Présentement, cela faisait donc quelques heures que les visiteurs avaient pénétré l'enceinte du château et le déjeuner venait de se terminer. Le roi de Satbourg avait eu envie de digérer en faisant le tour de la cour royale de Nekavland.

- Vos jardiniers font un travail exemplaire, Sire.

- Je vous en remercie. Mais je sais que votre jardin est réputé comme étant l'un des plus beaux alors je me ferais modeste.

- Le plus beau vous voulez dire ? annonça le roi de Satbourg en levant un sourcil.

Le souverain de Nekavland savait qu'il faisait preuve d'humour, mais pris tout de même soin de valider ses propos :

- Évidemment, veuillez m'excuser, ma langue a fourché.

Le roi à ses côtés rit sans gêne et lui tapa l'épaule. Il était bien plus vieux qu'Airy mais il n'avait pas perdu de sa force, si bien que le torse de ce dernier flancha vers l'avant.

- Il est vrai, je vous l'accorde, que les réputations sont à la hauteur de la réalité, mais j'avoue bien aimer la sauvagerie de Nekavland. Nous avons pour habitude, à Satbourg, de contrôler la nature. Tandis qu'ici, vous essayez davantage de la dompter. La différence est grande. C'est un beau paysage.

- J'en suis profondément touché, Sire.

En effet, dans le royaume de l'invité, les jardins étaient tous coupé au millimètre près, donnant lieu à des formes spectaculairement symétriques et géométriques. Malgré tout, Airy n'était pas convaincu que le mot « sauvagerie » convenait vraiment à ses arbres entretenus chaque semaine.
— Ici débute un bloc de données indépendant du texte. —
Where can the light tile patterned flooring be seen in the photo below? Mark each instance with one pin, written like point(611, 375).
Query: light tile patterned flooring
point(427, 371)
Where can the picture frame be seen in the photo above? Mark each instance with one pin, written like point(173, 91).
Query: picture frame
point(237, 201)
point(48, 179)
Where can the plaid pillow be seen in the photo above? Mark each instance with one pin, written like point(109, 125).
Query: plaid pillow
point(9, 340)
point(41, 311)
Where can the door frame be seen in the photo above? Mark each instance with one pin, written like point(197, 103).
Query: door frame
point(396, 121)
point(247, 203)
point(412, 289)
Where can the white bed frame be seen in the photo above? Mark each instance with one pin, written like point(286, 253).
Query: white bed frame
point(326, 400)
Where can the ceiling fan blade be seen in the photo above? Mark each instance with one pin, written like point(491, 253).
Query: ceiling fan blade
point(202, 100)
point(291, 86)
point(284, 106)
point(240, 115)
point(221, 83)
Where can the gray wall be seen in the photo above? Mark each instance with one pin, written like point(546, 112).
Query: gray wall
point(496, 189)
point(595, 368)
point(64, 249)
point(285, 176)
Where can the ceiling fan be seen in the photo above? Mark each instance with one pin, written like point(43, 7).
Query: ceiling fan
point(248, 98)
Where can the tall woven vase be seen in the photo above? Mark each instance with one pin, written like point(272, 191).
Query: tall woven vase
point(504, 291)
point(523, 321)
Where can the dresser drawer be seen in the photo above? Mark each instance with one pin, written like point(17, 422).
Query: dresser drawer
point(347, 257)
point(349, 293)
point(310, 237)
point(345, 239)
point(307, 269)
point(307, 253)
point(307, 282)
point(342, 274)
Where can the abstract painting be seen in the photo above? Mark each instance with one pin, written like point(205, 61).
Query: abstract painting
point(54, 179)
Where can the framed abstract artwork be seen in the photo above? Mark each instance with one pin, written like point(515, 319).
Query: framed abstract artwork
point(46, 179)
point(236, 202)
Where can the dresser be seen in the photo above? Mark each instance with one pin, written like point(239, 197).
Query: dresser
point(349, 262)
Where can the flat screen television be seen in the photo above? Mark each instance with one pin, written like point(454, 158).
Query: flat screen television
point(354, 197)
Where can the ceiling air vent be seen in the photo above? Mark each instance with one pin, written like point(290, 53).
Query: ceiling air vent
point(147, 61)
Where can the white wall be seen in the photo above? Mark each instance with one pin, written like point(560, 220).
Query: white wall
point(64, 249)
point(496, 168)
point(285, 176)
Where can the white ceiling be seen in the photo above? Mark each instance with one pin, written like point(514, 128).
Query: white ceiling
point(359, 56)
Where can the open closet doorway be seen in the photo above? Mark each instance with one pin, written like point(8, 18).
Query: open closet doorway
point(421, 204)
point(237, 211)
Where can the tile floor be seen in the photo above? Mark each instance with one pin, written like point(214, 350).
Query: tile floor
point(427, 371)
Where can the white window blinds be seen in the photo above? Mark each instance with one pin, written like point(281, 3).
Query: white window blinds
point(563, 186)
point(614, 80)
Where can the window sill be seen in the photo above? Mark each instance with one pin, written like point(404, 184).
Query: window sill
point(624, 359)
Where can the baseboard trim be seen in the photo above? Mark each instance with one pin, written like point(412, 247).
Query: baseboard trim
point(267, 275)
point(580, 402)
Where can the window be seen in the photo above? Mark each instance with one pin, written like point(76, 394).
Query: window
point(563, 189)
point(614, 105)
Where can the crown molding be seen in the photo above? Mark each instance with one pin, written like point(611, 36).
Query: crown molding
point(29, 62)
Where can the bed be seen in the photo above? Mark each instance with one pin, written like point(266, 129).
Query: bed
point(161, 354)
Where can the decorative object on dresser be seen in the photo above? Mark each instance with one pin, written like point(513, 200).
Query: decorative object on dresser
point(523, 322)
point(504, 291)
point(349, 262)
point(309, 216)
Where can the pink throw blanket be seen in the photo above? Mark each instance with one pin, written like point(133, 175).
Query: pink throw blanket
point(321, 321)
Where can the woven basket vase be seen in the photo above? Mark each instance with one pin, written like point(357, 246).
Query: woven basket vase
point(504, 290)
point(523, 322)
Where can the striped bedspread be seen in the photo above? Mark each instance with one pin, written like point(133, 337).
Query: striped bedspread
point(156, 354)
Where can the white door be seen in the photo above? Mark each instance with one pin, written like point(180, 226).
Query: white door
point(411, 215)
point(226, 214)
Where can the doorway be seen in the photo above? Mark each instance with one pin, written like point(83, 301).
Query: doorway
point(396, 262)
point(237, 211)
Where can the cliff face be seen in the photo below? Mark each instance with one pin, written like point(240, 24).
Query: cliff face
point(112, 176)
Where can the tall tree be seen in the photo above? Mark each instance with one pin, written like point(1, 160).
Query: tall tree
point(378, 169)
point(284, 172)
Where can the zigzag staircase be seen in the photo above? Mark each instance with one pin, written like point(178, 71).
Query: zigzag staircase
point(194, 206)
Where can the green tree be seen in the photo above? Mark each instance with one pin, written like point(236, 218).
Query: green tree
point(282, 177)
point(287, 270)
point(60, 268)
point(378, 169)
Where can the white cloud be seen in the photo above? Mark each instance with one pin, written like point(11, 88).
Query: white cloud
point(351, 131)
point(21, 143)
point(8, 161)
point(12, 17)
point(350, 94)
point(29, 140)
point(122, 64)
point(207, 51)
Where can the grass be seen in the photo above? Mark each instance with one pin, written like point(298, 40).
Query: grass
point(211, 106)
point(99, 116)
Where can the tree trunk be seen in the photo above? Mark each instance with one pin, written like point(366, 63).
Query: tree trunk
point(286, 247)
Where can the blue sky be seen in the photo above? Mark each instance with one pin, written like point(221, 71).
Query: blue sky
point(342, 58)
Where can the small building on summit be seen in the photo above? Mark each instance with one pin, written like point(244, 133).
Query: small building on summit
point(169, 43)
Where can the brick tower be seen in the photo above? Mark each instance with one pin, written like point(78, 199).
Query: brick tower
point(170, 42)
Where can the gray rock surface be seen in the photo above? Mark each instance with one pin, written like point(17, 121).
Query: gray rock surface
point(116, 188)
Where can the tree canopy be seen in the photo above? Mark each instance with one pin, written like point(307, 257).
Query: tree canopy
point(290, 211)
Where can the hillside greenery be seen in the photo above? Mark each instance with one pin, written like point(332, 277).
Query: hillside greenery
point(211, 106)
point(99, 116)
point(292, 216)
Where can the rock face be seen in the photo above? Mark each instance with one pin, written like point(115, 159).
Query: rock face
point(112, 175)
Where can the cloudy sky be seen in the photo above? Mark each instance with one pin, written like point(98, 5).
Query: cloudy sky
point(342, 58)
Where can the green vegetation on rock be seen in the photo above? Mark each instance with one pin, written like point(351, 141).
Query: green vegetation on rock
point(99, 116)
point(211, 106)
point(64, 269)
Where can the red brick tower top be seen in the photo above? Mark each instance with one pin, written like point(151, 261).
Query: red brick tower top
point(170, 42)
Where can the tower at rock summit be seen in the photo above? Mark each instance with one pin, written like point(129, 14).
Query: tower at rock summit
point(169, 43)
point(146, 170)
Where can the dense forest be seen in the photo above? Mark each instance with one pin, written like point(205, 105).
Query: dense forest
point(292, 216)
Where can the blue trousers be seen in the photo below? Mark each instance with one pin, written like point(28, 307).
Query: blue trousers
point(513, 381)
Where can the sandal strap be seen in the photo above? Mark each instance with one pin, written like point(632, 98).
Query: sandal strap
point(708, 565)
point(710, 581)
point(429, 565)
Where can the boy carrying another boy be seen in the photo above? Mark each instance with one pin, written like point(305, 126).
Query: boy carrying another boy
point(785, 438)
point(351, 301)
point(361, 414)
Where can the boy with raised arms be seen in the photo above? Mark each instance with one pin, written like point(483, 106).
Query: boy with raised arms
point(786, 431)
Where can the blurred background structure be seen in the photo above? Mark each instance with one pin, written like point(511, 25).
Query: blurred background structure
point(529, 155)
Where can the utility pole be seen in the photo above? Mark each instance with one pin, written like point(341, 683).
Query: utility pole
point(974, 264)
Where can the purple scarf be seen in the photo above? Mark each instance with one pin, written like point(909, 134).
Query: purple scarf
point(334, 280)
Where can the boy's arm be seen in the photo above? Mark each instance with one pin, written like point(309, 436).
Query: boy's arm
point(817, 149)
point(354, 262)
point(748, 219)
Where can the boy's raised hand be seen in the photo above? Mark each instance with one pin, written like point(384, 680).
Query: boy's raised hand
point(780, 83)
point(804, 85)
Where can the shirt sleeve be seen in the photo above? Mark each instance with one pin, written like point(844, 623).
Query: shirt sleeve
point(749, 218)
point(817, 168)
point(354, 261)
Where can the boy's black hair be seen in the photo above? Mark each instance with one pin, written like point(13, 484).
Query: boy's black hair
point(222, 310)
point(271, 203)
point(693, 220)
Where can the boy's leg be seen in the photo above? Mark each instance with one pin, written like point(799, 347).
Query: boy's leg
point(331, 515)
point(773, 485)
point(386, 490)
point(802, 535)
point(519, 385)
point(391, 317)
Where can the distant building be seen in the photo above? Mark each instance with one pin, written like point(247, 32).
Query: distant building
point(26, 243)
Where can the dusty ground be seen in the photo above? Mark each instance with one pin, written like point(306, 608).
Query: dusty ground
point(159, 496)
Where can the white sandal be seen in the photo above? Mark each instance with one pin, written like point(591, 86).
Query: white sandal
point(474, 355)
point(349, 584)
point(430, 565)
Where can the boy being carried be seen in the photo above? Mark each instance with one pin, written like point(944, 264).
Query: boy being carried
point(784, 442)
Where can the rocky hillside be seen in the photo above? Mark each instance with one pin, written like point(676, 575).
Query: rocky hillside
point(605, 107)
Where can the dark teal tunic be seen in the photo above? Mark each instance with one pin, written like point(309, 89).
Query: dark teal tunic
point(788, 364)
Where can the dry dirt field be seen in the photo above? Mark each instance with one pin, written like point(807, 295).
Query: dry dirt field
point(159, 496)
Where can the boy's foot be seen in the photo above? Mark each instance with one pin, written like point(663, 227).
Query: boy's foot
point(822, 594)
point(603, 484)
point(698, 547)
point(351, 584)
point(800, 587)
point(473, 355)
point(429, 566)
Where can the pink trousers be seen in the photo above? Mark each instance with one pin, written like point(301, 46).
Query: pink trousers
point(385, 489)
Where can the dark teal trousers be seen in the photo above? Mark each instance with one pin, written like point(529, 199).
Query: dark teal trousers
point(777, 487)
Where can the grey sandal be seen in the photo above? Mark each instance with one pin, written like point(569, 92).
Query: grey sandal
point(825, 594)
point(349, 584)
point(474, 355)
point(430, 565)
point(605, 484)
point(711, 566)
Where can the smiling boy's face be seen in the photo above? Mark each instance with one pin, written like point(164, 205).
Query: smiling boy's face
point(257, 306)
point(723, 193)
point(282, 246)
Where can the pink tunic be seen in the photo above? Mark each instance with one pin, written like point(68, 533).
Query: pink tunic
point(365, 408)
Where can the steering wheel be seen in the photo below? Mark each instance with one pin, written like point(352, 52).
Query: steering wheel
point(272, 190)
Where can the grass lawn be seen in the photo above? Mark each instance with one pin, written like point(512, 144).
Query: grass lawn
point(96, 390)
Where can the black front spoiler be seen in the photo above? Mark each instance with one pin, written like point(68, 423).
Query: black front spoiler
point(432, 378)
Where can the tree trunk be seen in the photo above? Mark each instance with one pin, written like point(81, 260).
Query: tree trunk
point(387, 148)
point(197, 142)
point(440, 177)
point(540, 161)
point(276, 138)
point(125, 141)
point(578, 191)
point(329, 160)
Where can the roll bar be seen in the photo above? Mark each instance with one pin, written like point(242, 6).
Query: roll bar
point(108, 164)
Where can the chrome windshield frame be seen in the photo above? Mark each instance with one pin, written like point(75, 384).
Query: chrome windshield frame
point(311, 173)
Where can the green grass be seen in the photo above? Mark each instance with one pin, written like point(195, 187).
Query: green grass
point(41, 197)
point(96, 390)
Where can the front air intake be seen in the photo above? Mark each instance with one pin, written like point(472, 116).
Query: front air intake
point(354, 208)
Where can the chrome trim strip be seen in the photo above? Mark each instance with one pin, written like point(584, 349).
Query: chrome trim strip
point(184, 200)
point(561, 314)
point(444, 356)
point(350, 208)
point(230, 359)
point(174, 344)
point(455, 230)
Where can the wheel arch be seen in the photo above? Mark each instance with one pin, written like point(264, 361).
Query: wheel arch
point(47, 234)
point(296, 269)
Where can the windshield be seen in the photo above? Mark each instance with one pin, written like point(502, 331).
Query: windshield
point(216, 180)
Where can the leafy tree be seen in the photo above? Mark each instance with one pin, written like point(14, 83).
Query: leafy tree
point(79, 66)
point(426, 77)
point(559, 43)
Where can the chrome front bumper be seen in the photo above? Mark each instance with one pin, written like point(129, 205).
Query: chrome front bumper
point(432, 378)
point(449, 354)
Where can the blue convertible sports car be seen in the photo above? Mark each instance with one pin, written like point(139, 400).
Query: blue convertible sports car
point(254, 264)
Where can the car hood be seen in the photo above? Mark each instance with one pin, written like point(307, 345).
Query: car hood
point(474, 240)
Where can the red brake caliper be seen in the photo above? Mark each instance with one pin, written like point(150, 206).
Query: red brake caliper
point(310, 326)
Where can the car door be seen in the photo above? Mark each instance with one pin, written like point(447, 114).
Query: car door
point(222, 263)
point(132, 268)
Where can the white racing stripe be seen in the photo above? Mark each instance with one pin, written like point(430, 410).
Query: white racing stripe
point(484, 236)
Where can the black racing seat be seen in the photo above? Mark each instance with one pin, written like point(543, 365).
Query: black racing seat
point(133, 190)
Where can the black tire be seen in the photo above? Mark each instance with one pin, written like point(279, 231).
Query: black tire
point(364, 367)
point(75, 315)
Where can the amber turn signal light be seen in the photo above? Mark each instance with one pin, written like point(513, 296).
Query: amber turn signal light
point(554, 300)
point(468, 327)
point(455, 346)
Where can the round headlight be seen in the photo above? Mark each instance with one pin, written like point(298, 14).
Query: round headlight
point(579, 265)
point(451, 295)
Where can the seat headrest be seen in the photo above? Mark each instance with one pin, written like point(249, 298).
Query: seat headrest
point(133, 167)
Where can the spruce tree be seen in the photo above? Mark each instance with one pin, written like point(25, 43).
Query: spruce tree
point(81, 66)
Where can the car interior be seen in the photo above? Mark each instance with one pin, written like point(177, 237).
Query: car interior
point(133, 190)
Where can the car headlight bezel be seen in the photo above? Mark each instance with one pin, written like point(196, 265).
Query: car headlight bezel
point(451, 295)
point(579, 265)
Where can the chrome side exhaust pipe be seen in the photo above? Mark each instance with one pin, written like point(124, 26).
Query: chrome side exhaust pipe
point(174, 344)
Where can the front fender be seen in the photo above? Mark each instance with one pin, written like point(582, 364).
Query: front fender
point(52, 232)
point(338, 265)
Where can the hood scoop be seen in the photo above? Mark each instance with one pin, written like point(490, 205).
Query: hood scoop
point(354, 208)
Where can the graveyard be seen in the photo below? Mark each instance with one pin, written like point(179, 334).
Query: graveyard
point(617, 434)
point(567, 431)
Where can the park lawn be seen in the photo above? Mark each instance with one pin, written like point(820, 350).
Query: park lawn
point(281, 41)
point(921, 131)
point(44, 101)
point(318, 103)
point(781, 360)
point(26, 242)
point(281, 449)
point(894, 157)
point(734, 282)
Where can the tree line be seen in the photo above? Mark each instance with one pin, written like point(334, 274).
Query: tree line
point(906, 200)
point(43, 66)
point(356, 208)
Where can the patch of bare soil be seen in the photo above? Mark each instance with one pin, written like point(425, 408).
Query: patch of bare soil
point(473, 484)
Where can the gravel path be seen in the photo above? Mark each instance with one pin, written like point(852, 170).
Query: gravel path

Il n'en dit cependant rien.

- Mon cher ami, commença le blond en réfléchissant précautionneusement à chacun des mots qu'il allait prononcer. Puis-je me permettre une question à votre égard ?

- Ne soyez pas autant sur la retenue avec moi, dites donc mon cher ami.

- Votre venue m'emplit d'une joie certaine. Seulement, je dois vous avouer avoir été surpris d'une telle annonce. Ainsi, je m'interroge, quelles en sont les motivations ?

- Oh, je me veux de vous avoir inquiété si cela est le cas. Sachez que je suis moi-même très heureux d'être venu découvrir votre château dans un temps si calme. Mais ne vous inquiétez pas concernant ma visite, elle est de courtoisie et notre accord est toujours d'augure.

Le roi de Satbourg passa ses doigts dans sa barbe blanche.

- Voyez-vous, je me suis trouvé très embêté du comportement de ma fille lors de sa visite chez vous. Je pensais pouvoir me fier à ses bonnes manières mais elle oublie parfois que votre politique n'est pas la nôtre et que chez vous, elle se doit de la respecter.

En effet, à Satbourg, le roi n'était pas pour ainsi dire cruel mais il n'avait rien à voir avec la générosité et la bonté d'Airy. Il n'était pas rare que des sujets fussent tués par simple suspicion de trahison, à la différence de ce qu'il se passait à Nekavland depuis que le jeune roi était au pouvoir.

- Vos excuses par courrier ont été profondément acceptées de mon côté, intervint le jeune souverain.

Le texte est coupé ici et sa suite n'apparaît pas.